Following this trend is not recommended when financing your vehicle because the longer the loan term, the more interest you will pay over the course of the loan. You'll also be more likely to go upside down on your loan and own more than the car is worth. The proposition of the lower monthly payments for a long-term car loan can sound appealing, but it a risky move. When comparing auto financing offers, go with the lowest possible interest rates and the shortest possible loan terms, with the goal of not exceeding 60 months.
Beware of the Upside Down Car Loan
Being upside down or underwater on your car loan means you owe more on the car than it's worth. Even if you're not planning to sell your car for many years, being upside down on a loan is a dangerous game you don't want to play. If you lose your source of income and can't make payments, you can fall into a negative equity cycle.
If you need to trade-in your car before your loan is paid off and you're upside down, you may be able to do so, but you'll also risk falling into a debt cycle that's difficult to dig yourself out from. Most car dealers will take your trade-in, even if you owe more than it's worth. They're able to do this is by taking the amount you're upside down for on your current car and applying it to the balance of your new car loan.

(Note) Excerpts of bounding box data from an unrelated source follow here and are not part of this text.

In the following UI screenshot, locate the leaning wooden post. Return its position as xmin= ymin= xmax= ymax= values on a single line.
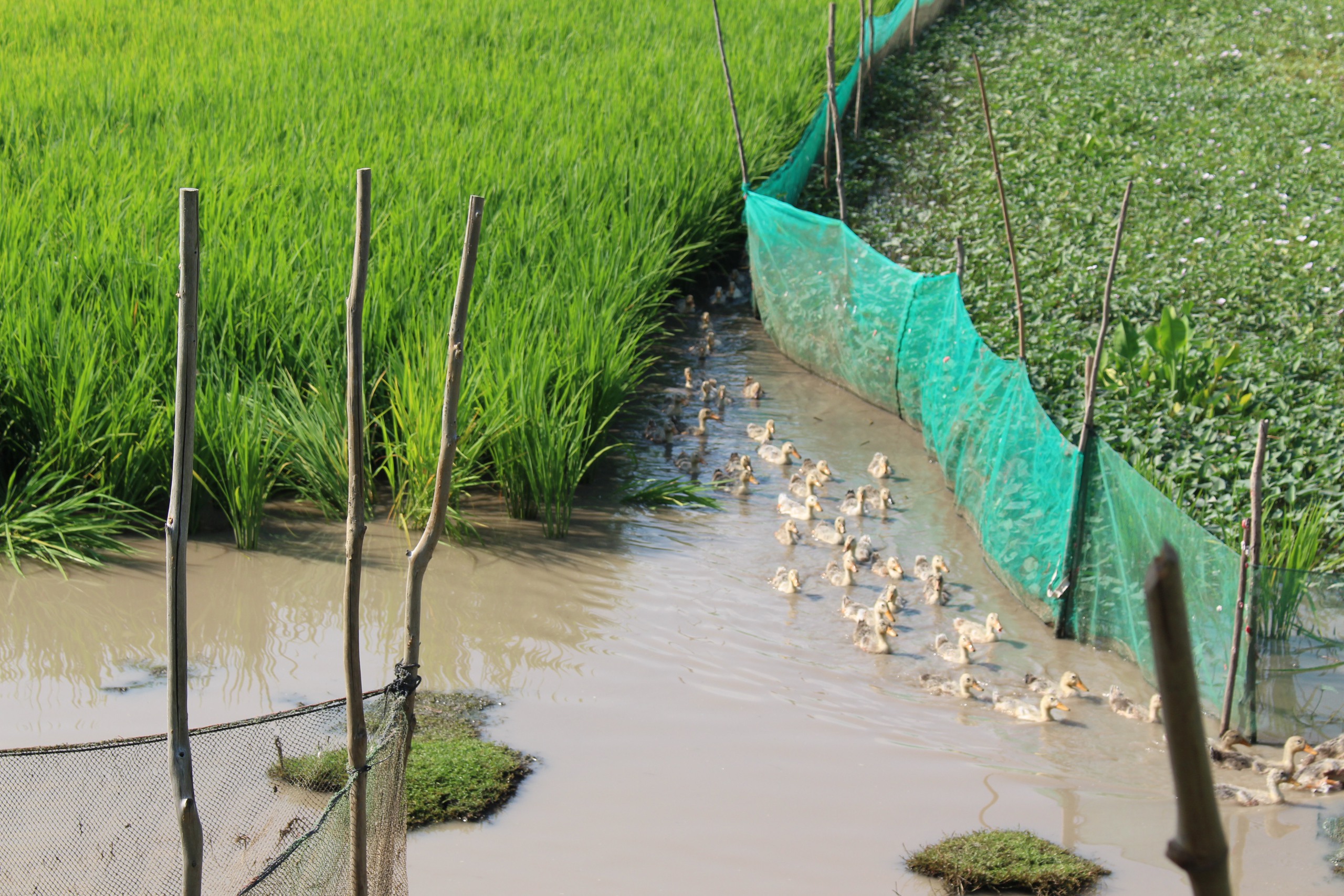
xmin=1242 ymin=420 xmax=1269 ymax=743
xmin=1144 ymin=541 xmax=1233 ymax=896
xmin=713 ymin=0 xmax=751 ymax=187
xmin=164 ymin=187 xmax=206 ymax=896
xmin=1217 ymin=520 xmax=1251 ymax=737
xmin=345 ymin=168 xmax=372 ymax=896
xmin=402 ymin=196 xmax=485 ymax=731
xmin=970 ymin=54 xmax=1027 ymax=361
xmin=826 ymin=3 xmax=845 ymax=222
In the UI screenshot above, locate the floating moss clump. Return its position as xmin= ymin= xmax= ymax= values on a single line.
xmin=906 ymin=830 xmax=1110 ymax=896
xmin=270 ymin=693 xmax=535 ymax=827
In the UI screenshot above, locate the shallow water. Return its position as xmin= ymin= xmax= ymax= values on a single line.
xmin=0 ymin=311 xmax=1344 ymax=896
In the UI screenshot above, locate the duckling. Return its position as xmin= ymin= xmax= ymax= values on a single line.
xmin=812 ymin=516 xmax=845 ymax=544
xmin=840 ymin=485 xmax=868 ymax=516
xmin=925 ymin=574 xmax=950 ymax=607
xmin=854 ymin=619 xmax=897 ymax=653
xmin=821 ymin=555 xmax=859 ymax=588
xmin=1023 ymin=672 xmax=1087 ymax=697
xmin=993 ymin=693 xmax=1070 ymax=721
xmin=919 ymin=672 xmax=985 ymax=700
xmin=933 ymin=631 xmax=976 ymax=666
xmin=868 ymin=451 xmax=891 ymax=480
xmin=686 ymin=407 xmax=723 ymax=438
xmin=769 ymin=567 xmax=802 ymax=594
xmin=774 ymin=520 xmax=802 ymax=548
xmin=1106 ymin=685 xmax=1162 ymax=725
xmin=951 ymin=613 xmax=1004 ymax=644
xmin=1208 ymin=728 xmax=1255 ymax=771
xmin=757 ymin=442 xmax=802 ymax=466
xmin=1214 ymin=768 xmax=1289 ymax=806
xmin=914 ymin=553 xmax=951 ymax=579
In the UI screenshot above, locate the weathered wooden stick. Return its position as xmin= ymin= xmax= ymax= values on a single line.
xmin=1144 ymin=541 xmax=1233 ymax=896
xmin=345 ymin=168 xmax=372 ymax=896
xmin=402 ymin=196 xmax=485 ymax=731
xmin=1245 ymin=420 xmax=1269 ymax=743
xmin=1078 ymin=181 xmax=1135 ymax=451
xmin=1217 ymin=519 xmax=1251 ymax=737
xmin=164 ymin=187 xmax=206 ymax=896
xmin=970 ymin=54 xmax=1027 ymax=361
xmin=826 ymin=3 xmax=845 ymax=222
xmin=712 ymin=0 xmax=751 ymax=184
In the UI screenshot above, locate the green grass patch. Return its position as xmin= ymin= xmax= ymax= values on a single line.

Some car owners do this multiple times and their finances spiral out of control with the ever-growing debt.
Instead of stretching out a loan to 6, 7 or even 8 years, consider going with a less expensive vehicle or buying a used car instead of new. When you buy an affordable used car, in addition to being able to pay it off faster and get a lower interest rate, you'll also bypass the instant depreciation once you drive off the lot.
What should you do if you have an existing car loan with terms longer than 60 months and/or a high interest rate? Your best bet can be refinancing your loan to make the terms and interest more favorable and reduce your chances of drowning in debt.